I would also check how ISBN10-numbers work because your explanations don't agree with the official description. Thus I don't think your algortihm will work with real ISBN-numbers.

Bye, Andreas

Wow, I stand corrected. Sorry OP, you're at least giving it a try. It's a (very) failed try, but...it's at least a try.
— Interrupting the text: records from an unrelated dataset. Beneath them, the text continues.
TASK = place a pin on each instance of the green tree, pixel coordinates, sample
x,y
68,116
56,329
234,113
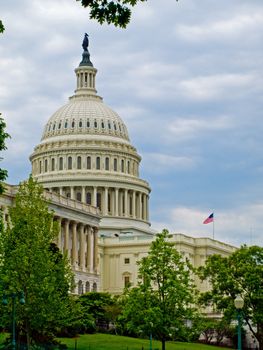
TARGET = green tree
x,y
3,136
100,307
240,273
162,303
31,262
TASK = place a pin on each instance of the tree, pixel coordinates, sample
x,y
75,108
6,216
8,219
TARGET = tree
x,y
240,273
162,303
3,136
31,263
101,307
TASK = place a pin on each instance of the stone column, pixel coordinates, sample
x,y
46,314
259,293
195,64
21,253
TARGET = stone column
x,y
72,194
116,202
140,206
94,197
59,220
126,203
144,207
74,260
134,204
105,209
66,239
82,247
83,194
89,250
95,249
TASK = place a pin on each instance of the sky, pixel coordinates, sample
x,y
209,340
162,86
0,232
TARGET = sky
x,y
186,78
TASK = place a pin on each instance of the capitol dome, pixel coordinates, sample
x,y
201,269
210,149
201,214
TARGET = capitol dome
x,y
85,154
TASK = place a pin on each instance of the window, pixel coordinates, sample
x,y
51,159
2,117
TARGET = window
x,y
98,163
60,163
107,163
127,281
52,164
115,164
79,162
88,163
88,198
69,163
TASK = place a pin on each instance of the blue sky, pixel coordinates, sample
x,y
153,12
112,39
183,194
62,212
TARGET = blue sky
x,y
186,77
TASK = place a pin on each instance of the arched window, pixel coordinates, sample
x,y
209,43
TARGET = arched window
x,y
52,164
60,163
79,162
107,163
99,200
98,163
80,287
88,198
69,163
88,163
115,164
94,287
45,165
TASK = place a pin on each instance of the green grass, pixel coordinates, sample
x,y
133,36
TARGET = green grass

Here are some things for you to read:
scanf(3): input format conversion - Linux man page
Arrays in C - Cprogramming.com
Tutorial: Arrays in C and C++

Sorry for being such a dumb programmer.... I solved it and it is showing that NO POSSIBLE NUMBERS FOUND!

Code:

#include<stdio.h>
int i;
int checkx(char isbn[])
{
    for(i = 0; i < 10; i++)
    {
		  if(isbn[i] == 'X')
        break;
    }
    return i;
}
int checko(char isbn[])
{
    for(i = 0; i < 10; i++)
    {
		  if(isbn[i] == '?')
        break;
    }
    return i;
}
int main()
{
	 int th1, th2, sum = 0, j;
	 char isbn[10];
    char ten = 'X';
    printf(" Enter the ISBN Code: ");
	 scanf("%s", isbn);
	 th1 = checkx(isbn);
	 th2 = checko(isbn);
    if(th1 > th2)
    {
        for(i = 0; i < th2; i++)
            sum = sum + isbn[i]*(i+1);
        for(i = (th2 + 1); i <th1; i++)
            sum = sum + isbn[i]*(i+1);
        for(i = (th1+1); i <10; i++)
            sum = sum + isbn[i]*(i+1);
        sum = sum + 10*(th1+1);
    }
    else
    {
        for(i = 0; i < th1; i++)
            sum = sum + isbn[i]*(i+1);
        for(i = (th1+1); i < th2; i++)
            sum = sum + isbn[i]*(i+1);
		  for(i = (th2+1); i < 10; i++)
            sum = sum + isbn[i]*(i+1);
        sum = sum + 10*(th1+1);
    }
    while((sum%11) != 0)
    {
		  sum = sum + (th2+1)*j;
        j++;
    }
    if(j == 10)
    printf("\n The Missing No. is 'X'.");
    else
    {
        if(j > 10)
        printf("\n There is no possible no.");
        else
        printf("\n The No. is: %d",j);
    }
	 getch();
    return 0;

Like I said, you should just try every digit in place of ? until you pass the regular test. There are only 10 to try.